Entering edit mode
7.2 years ago
MAPK
★
2.1k
Hi, I was wondering if there a way to align short reads with multiple long reads and see a long stretch of aligned region from the same genome? I have millions of short reads and I want to align those short reads to thousands of long sequences from the same genome and see the aligned region. Thanks
That is basically what every NGS aligner does. So is there a question here?
Hehe Just got confused. So basically can use BWA?
Yes, you can use BWA, but if the error rate of the long reads (are they long reads or contigs / scaffolds?) is high BWA will be very slow and possibly many reads will remain unaligned.
Or maybe you want to align short reads AND long reads to the same reference genome?
Also, there are tools to use illumina reads to do error correction of long reads.

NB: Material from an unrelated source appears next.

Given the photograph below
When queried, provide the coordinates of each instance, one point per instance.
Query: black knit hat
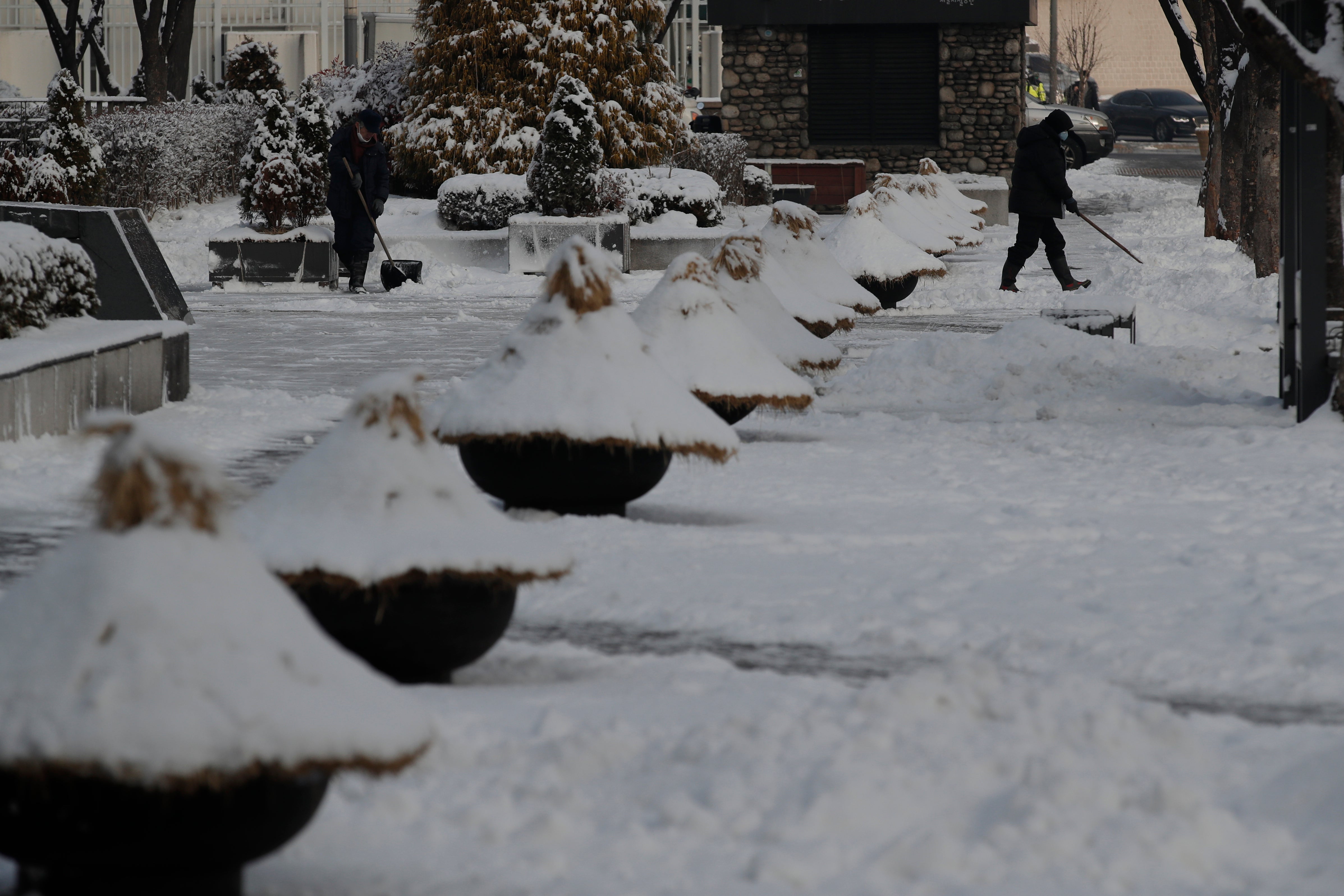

If you're talking about reads around the 30-50bp mark, I'd use bowtie2 and switch on uniquely-mapped reads only (
--best -m 1
). If your reads are >70bp in length, useBWA mem
.I did use bowtie, but the problem arises when it extracts lots of sequences that are not exact match ( it allows for too many mismatches as well). My sequenses are srna reads and I want to align them to retrotransposons (LTR) regions. I have about a thousand LTR sequences and they are a few hundred bases long each. My short reads should match pretty well with LTR regions if there are any read from that region, but I am expecting very few matches from my experimental data. In any case, bowtie pulls out too many reads even from not-so-perfectly aligned regions
If you have the reference genome I would suggest to align the reads to the genome first and re-map to the LTR the reads that didn't map to the genome. That should reduce the noise you're dealing with.